La terre vibre, le chant des grenouilles aussi.
Le soir est noir, les étoiles s'invitent aux regards.
La conscience est magnifiquement présente.


Journal de confinement "Voyages vers l'amour". Jour quarante-six

Dans le monde d'après, nous respectons des temps de passage, des moments où la nature à besoin d'un arrêt pour pouvoir se reconnecter à l'ensemble du vivant. Aujourd'hui est un de ses passages et la journée est consacrée au contact, à l'observation. Écouter, c'est aimer.

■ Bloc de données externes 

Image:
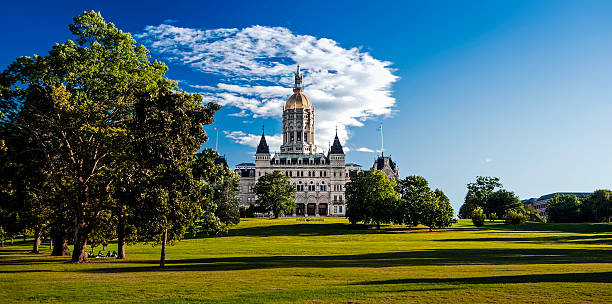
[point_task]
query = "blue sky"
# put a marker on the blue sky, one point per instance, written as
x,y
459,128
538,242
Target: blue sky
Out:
x,y
515,89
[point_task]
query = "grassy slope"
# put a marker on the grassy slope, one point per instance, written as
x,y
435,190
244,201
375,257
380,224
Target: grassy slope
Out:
x,y
284,260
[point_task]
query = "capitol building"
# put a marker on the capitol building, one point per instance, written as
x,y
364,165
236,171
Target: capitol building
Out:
x,y
319,178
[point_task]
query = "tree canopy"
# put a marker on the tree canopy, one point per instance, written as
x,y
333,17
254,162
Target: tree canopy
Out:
x,y
275,194
478,194
371,198
112,138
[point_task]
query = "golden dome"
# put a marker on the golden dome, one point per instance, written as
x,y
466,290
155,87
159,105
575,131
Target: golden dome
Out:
x,y
298,101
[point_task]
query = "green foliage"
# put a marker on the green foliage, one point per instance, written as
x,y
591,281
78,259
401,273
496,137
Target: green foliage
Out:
x,y
275,194
600,205
514,218
223,183
113,136
478,194
415,194
419,205
564,209
500,202
438,212
478,217
371,198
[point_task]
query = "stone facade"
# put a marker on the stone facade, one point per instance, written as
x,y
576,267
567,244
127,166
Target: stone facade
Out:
x,y
319,178
386,165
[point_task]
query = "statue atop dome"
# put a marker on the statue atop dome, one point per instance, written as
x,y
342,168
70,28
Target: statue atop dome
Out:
x,y
298,80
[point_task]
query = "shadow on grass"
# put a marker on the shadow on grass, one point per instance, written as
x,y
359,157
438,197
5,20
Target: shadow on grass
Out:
x,y
590,277
591,239
328,229
550,227
394,259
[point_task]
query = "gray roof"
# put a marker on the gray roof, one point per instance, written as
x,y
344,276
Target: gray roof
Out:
x,y
336,147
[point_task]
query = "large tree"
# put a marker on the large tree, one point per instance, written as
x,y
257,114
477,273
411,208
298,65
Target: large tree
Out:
x,y
477,194
168,131
86,91
222,183
275,194
420,205
600,205
564,209
415,193
371,198
502,201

Journal de confinement "Voyages vers l'amour". Jour quarante-cinq

Le pouvoir à été écarté de nos relations par l'absence de mots, mais pas seulement.
Un soir de renouveau de la nature, le feu nous a appelé, le groupe d'êtres humains, les animaux, l'esprit des végétaux et des minéraux, toutes les énergies étaient présentes. Nous sentions même la compagnie des quatre directions, de celles de la terre mère et du père ciel. Tout était présent.
L'une d'entre nous a commencé à jouer du tambour pour relier toute cette assistance, nous sentions le moment solennel. Les invitations du feu à venir l'entendre sont rares. Un tourbillon de flammes s'est élevé dans le noir du ciel, les braises rougeoyantes ont virevolté vers les étoiles, leurs soeurs. Le feu nous a envoyé son message, en produisant un son, rauque, il couvrait le son du tambour.
Tout de suite après, il a baissé d'intensité, les flammes ont rapatrié leurs braises et sont revenues tout près de leurs buches.
Et c'est là que ça c'est passé, chacun d'entre nous - les animaux en premier, nous les êtres humains juste après, suivi par l'ensemble des esprits, dans une espèce de file indienne joyeuse, nous sommes passés par dessus le feu. Nous l'avons tous enjambé, sentant au passage son intense chaleur bienveillante.
Dans ce passage sacré, la peur, la peur de chacun, est restée accrochée aux flammes.
L'un après l'autre nous nous sommes retournés pour regarder notre propre peur en combustion et aussi voir notre peur collective. Il faut le dire, car cette expérience du passage du feu a complètement changé la vie. La peur, les peurs partaient en fumée, une fumée sombre comme une ombre. Le feu est reparti de plus belle, nous nous sommes tous éloignés, les flammes sont devenues rouge, d'un rouge intense, d'un rouge sang, couleur du coeur. Et, comme la totalité des êtres en présence, j'étais devenu léger, je pleurais sans pouvoir arrêter - je crois que cette nuit là nous avons produit plus d'eau que la source.
La peur n'est jamais revenue.
Et le pouvoir, privé des mots et de la peur, s'est transformé en amour.